Christian conservatives deftly created the perception that all people of faith oppose progressive issues. But this simply isn’t true. It’s a myth that has taken hold primarily because the voices of white Christian conservatives have dominated the media, marginalizing Black and Brown faith leaders.

From Rev. Dr. Martin Luther King Jr. to Rev. Dr. William Barber, countless faith leaders have led social-justice movements because they are moved by their beliefs to act for the common good. If we hope to erase the stereotype that all religious people oppose equality and justice, we must elevate the voices of diverse faith communities. These communities of faith offer an authentic and convincing counterargument, as their traditions respect the dignity of all people and compel them to preserve the freedoms of women and LGBTQ people. Efforts to restrict access to sexual and reproductive healthcare and to limit LGBTQ protections have a disparate impact on communities of color, giving this cause particular urgency.

Fortunately, there is no lack of brilliant leadership hailing from diverse backgrounds and traditions to carry this fight forward. In addition to emerging work that highlights diversity and inclusion within progressive Jewish, Muslim, and other religious minority communities, there are also powerful leaders at the forefront of the “Badass Christianity” movement, which De La Torre has championed in his work.

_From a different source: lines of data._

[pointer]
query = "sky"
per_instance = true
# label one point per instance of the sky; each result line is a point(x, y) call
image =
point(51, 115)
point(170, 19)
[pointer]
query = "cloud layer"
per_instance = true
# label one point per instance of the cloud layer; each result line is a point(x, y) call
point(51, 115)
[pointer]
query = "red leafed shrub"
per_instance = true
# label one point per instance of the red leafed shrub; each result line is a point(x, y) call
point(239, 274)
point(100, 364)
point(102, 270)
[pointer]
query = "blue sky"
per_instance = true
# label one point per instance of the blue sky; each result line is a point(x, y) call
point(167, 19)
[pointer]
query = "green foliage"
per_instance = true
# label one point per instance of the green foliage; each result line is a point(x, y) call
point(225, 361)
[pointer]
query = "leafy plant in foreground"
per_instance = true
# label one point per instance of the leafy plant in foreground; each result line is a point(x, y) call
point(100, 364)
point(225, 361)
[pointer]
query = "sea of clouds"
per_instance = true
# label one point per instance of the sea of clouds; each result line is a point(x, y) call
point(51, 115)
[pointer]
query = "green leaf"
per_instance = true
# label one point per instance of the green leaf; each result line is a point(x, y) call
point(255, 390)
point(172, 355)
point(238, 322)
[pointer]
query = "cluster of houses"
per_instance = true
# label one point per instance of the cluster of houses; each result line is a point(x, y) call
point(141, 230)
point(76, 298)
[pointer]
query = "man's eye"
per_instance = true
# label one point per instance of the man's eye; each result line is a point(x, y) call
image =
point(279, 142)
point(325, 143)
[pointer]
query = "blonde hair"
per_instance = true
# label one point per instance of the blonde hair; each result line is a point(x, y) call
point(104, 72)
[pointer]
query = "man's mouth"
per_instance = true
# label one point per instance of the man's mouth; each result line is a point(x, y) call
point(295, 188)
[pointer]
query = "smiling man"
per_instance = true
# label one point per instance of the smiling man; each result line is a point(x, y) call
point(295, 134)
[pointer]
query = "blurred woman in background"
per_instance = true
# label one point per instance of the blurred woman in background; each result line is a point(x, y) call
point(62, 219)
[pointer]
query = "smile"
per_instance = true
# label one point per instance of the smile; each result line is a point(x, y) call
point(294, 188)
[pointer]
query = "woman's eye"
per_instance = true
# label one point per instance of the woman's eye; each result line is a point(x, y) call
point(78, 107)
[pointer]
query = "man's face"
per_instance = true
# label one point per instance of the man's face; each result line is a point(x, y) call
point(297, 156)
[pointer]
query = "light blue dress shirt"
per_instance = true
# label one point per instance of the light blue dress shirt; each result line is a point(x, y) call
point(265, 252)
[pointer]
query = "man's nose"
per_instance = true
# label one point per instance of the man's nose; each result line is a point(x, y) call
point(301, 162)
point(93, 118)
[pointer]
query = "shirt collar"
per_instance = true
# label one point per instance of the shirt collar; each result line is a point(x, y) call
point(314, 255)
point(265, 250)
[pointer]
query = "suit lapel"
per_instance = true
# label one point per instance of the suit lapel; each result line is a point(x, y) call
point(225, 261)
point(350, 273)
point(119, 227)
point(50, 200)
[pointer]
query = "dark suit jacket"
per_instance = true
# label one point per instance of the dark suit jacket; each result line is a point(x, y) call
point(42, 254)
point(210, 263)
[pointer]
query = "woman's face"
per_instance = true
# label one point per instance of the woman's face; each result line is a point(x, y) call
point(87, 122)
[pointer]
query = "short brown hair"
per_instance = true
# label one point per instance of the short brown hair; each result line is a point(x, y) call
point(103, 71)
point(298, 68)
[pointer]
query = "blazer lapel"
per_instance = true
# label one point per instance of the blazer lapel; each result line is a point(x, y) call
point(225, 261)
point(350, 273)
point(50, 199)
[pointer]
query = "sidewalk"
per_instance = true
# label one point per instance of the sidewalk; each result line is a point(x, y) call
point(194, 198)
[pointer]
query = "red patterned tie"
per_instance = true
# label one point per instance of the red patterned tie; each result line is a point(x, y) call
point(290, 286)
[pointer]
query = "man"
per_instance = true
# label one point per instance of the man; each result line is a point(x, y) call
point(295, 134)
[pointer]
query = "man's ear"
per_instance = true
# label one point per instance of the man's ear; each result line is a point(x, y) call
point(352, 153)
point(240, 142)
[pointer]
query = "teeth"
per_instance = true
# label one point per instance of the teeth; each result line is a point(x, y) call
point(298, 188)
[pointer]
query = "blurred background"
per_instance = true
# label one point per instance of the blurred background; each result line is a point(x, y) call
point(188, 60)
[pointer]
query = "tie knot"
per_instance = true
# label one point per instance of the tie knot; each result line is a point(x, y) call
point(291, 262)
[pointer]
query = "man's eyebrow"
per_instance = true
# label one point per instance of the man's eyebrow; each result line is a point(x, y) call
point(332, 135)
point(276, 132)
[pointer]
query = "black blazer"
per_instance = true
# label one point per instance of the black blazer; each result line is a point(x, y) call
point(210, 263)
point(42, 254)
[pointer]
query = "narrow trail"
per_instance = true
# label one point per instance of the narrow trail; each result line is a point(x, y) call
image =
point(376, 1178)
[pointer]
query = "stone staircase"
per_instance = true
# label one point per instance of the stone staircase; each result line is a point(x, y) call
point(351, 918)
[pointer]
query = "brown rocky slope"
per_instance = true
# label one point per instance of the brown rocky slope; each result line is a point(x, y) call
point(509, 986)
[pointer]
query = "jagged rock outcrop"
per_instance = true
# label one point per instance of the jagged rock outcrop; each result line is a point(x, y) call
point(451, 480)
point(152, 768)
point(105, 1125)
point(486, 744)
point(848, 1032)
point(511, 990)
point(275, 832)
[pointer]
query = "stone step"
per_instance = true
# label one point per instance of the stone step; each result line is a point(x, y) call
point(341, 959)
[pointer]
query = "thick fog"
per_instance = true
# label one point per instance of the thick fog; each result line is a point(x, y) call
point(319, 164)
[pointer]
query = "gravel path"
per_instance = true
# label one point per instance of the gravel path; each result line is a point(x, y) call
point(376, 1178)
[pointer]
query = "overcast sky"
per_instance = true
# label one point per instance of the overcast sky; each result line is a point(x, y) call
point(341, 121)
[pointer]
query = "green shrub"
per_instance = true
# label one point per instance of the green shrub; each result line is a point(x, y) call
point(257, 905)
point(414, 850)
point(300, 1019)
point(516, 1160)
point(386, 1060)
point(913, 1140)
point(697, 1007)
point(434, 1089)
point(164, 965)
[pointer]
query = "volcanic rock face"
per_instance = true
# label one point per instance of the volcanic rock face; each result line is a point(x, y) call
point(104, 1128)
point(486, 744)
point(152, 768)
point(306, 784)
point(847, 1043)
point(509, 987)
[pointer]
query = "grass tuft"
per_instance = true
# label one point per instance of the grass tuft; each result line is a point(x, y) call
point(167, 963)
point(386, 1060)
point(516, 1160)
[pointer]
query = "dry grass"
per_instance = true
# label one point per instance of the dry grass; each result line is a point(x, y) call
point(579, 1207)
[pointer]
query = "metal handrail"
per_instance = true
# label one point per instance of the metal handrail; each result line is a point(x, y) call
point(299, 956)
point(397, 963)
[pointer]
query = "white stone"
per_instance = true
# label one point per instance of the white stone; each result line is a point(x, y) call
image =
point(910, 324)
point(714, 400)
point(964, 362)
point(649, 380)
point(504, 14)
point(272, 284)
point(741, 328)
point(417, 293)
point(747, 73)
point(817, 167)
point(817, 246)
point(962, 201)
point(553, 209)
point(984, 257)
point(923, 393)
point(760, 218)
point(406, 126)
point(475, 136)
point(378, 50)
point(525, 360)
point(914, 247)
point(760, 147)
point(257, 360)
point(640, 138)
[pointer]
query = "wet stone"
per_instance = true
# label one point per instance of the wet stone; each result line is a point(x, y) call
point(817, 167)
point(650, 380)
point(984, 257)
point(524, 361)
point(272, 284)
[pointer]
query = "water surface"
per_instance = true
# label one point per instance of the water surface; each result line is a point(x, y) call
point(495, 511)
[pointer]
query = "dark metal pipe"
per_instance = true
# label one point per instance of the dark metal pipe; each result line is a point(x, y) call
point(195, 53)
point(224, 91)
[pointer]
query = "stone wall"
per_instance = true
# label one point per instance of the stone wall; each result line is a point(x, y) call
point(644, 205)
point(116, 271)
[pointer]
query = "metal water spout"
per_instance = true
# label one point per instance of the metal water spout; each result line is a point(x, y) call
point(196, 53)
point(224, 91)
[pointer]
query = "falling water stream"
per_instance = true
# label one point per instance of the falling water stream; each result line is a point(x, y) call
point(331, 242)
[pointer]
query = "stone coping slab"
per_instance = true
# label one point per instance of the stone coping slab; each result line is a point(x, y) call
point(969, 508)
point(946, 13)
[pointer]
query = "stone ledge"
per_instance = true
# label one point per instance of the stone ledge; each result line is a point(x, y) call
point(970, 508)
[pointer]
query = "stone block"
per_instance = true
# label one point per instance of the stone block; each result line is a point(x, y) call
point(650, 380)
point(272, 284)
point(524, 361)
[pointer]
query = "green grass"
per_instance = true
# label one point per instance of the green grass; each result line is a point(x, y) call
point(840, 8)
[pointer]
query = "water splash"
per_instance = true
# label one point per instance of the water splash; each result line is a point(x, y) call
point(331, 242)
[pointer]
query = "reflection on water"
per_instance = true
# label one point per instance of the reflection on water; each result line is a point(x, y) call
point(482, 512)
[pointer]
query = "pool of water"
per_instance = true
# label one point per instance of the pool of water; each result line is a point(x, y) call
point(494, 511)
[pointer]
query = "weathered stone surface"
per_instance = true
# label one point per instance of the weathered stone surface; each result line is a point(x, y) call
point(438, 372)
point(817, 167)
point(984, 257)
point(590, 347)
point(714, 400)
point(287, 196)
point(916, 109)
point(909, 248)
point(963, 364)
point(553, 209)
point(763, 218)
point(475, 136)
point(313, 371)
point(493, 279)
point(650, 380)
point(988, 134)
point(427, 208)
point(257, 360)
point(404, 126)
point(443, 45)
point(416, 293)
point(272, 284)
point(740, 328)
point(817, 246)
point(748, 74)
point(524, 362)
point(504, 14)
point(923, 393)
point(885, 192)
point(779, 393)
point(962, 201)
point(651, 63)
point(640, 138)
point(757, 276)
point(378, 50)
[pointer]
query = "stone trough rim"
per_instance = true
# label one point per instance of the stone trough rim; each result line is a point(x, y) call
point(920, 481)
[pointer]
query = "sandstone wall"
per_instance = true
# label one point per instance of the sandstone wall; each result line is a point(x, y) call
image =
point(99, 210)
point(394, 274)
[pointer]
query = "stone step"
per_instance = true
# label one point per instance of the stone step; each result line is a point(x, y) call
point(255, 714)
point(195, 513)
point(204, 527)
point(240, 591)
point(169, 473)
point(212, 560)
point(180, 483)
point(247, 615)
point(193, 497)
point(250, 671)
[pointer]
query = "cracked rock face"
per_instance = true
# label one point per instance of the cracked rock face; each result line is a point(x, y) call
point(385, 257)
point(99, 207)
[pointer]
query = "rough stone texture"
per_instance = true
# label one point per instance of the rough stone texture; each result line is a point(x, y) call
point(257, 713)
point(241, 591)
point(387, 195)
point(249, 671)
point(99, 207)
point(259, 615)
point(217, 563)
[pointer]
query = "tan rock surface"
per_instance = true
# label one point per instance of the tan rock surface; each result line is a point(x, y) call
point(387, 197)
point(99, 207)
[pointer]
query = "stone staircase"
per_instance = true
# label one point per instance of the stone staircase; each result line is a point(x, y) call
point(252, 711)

Ministers and theologians who identify as LGBT and Queer, like Robyn Henderson-Espinoza and Rhina Ramos, are creating affirming spaces and frameworks that lean into theology’s role in social justice and activism. They are joined by countless people of faith and clergy members working for reproductive justice, such as SisterReach’s Cherisse Scott and Interfaith Voices for Repro Justice’s Charity Woods. Prominent faith leaders like Bishop Yvette Flunder have preached the theology of acceptance—a radical inclusivity that leaves no one behind—for more than 30 years.

These people are just a small sampling of the powerful religious leaders at the head of progressive movements across the country. They certainly hope to move us forward as a nation, but they also aim to remind us that religion began as a means of inspiration—a force that should increase our humility, reveal our humanity, and lead us to treat one another with greater compassion and respect.